Evaluation Highlights
- Operator‑Level Benchmarks: On GEMM and FlashAttention, Hexcute matches the performance of cuBLAS and FlashAttention libraries, while reducing source lines of code by a factor of 1.27×–7.94× compared with CUTLASS.
- Mixed‑Precision MoE: For INT4‑weight / FP16‑activation Mixture‑of‑Experts kernels, Hexcute achieves an average 6.46× speedup over Triton, which suffers from excessive copies and sub‑optimal memory placement.
- End‑to‑End vLLM: Integrating Hexcute kernels into the vLLM inference engine yields up to 2.60× speedup on DeepSeek‑R1‑AWQ and 2.04× on a Mamba‑based model, demonstrating real‑world impact.
Insights and Implications
Hexcute shows that treating layouts as first‑class functional objects and solving their synthesis via type inference can systematically explore a vast design space that traditional integer‑linear programming cannot.
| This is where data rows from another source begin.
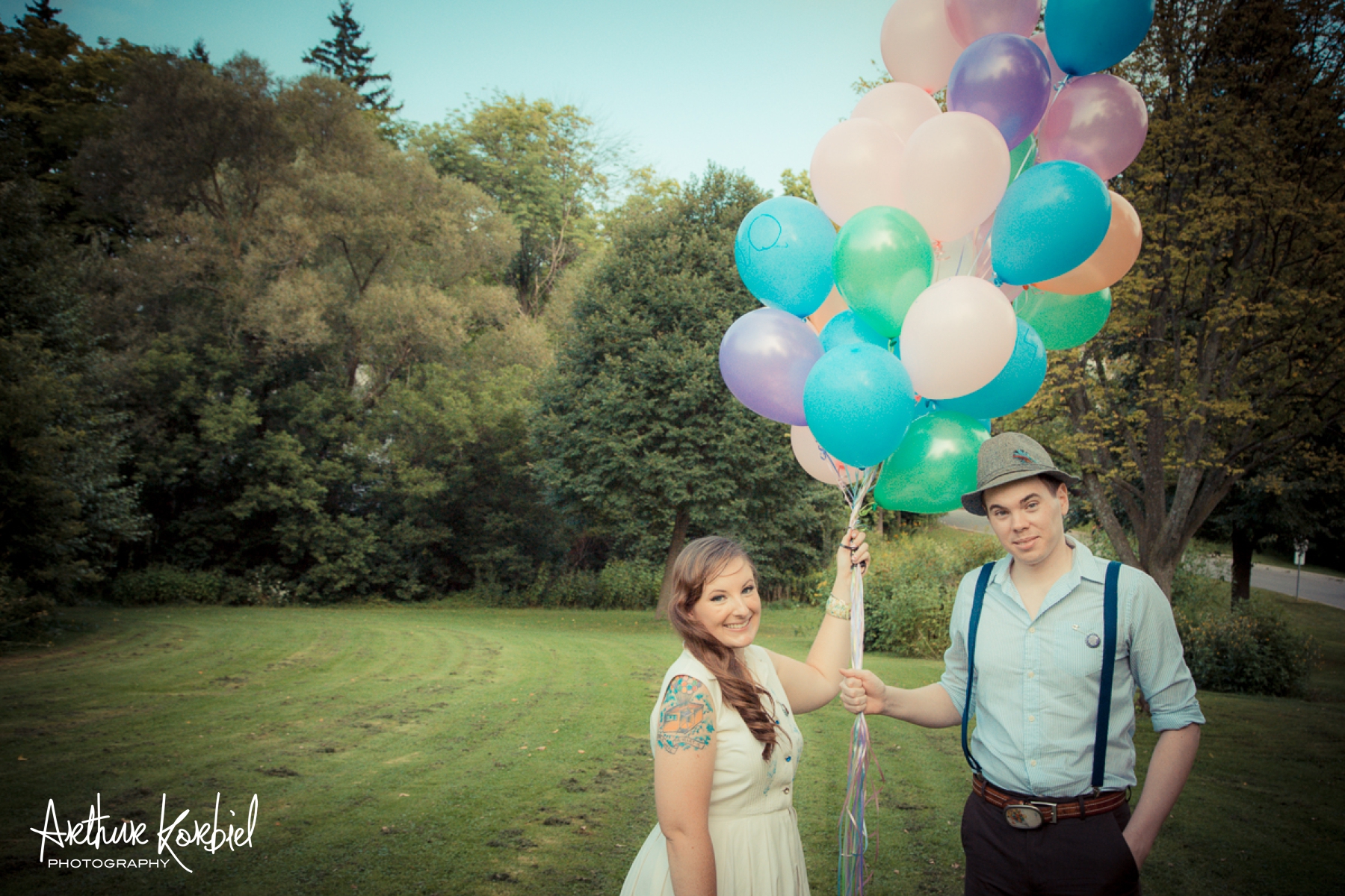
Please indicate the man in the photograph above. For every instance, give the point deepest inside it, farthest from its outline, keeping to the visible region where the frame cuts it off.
(1049, 812)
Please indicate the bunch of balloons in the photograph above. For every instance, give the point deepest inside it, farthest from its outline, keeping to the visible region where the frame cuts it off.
(948, 250)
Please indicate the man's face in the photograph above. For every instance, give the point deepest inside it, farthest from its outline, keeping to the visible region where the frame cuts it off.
(1028, 517)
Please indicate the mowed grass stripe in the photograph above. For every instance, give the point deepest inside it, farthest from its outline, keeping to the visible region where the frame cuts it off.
(428, 723)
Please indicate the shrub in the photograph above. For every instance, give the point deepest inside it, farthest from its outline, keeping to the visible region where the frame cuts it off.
(628, 584)
(1250, 650)
(23, 615)
(908, 599)
(168, 586)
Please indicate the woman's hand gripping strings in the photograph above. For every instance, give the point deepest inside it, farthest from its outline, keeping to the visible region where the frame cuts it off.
(815, 682)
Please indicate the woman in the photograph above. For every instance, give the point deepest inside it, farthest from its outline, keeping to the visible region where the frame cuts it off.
(723, 732)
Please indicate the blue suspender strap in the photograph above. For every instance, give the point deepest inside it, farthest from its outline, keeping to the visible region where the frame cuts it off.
(971, 658)
(1109, 664)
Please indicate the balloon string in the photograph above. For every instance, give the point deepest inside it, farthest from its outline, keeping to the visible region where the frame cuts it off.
(852, 874)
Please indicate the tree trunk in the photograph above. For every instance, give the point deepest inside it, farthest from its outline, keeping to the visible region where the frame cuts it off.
(684, 519)
(1242, 576)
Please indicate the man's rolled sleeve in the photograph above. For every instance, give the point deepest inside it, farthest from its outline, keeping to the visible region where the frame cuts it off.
(1157, 660)
(955, 658)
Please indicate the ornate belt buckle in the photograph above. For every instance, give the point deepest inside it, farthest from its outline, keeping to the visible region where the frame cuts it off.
(1029, 815)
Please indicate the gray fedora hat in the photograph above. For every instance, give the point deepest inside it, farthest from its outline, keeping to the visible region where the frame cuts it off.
(1008, 458)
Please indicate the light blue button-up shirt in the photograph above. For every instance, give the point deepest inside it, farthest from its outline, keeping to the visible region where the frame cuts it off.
(1035, 696)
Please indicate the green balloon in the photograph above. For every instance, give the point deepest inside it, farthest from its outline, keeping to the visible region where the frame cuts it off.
(882, 260)
(935, 465)
(1022, 158)
(1064, 322)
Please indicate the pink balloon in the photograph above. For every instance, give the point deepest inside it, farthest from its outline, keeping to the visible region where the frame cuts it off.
(968, 20)
(857, 164)
(904, 107)
(1098, 120)
(918, 46)
(814, 458)
(1056, 74)
(955, 170)
(956, 336)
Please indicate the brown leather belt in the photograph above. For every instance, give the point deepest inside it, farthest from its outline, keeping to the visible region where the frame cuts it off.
(1032, 813)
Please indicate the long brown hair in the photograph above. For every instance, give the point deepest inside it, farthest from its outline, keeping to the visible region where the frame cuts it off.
(699, 563)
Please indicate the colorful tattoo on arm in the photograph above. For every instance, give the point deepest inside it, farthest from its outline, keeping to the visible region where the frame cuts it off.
(686, 717)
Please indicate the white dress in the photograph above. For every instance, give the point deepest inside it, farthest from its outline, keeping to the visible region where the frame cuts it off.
(753, 828)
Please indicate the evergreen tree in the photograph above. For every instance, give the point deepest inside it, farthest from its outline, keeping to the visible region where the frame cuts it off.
(43, 11)
(351, 64)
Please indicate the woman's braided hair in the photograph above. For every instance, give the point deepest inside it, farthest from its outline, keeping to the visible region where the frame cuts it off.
(697, 566)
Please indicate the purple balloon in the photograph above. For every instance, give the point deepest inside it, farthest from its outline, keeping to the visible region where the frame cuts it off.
(766, 358)
(1004, 78)
(1099, 121)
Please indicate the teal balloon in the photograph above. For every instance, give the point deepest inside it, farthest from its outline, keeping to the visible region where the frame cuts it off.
(1091, 35)
(783, 252)
(1051, 220)
(882, 260)
(935, 465)
(1022, 158)
(859, 404)
(1064, 322)
(1012, 386)
(845, 329)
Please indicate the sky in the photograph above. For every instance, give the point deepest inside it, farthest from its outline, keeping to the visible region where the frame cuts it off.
(677, 84)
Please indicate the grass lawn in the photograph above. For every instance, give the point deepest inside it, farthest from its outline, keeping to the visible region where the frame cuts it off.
(462, 750)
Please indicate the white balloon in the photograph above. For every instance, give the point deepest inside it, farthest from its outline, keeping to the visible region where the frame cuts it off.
(857, 164)
(955, 173)
(900, 105)
(956, 336)
(918, 45)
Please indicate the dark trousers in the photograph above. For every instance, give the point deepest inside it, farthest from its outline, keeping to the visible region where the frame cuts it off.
(1072, 857)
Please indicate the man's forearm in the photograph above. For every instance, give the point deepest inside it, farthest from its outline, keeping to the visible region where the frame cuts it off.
(1168, 770)
(928, 707)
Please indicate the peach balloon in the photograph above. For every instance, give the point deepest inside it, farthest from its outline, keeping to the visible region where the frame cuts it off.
(956, 336)
(814, 458)
(857, 164)
(918, 46)
(955, 170)
(1113, 259)
(833, 306)
(904, 107)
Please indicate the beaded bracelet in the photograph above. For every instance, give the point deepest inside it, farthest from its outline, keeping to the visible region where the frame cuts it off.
(838, 608)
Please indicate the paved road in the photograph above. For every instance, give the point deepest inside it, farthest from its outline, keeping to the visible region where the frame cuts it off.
(1316, 587)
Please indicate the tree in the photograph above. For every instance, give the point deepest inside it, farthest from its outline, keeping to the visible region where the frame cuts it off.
(1225, 349)
(1296, 499)
(65, 506)
(797, 185)
(324, 389)
(343, 58)
(544, 166)
(642, 443)
(54, 93)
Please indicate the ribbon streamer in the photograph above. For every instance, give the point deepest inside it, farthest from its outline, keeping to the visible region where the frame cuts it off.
(853, 832)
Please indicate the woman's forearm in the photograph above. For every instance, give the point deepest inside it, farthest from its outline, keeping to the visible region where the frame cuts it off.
(692, 864)
(928, 707)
The monoid property of layout composition enables modular reasoning, making the framework extensible to new hardware instructions without hand‑crafted heuristics. By automating layout selection while still allowing explicit dataflow and pipelining specifications, Hexcute offers a sweet spot for experienced kernel engineers: high performance with dramatically reduced boilerplate.
Future Directions
The authors suggest augmenting the constraint solver with a cost model (e.g., accounting for memory bandwidth, register pressure) to prioritize more efficient layouts during synthesis. Extending the approach to non‑NVIDIA GPUs (AMD CDNA, Intel Xe) and exploring integration with emerging compiler infrastructures (MLIR, TVM) are also identified as promising avenues.
In summary, Hexcute advances GPU compiler technology by delivering automated, provably correct layout synthesis that scales to complex, mixed‑precision deep‑learning operators, achieving library‑level performance with far less developer effort.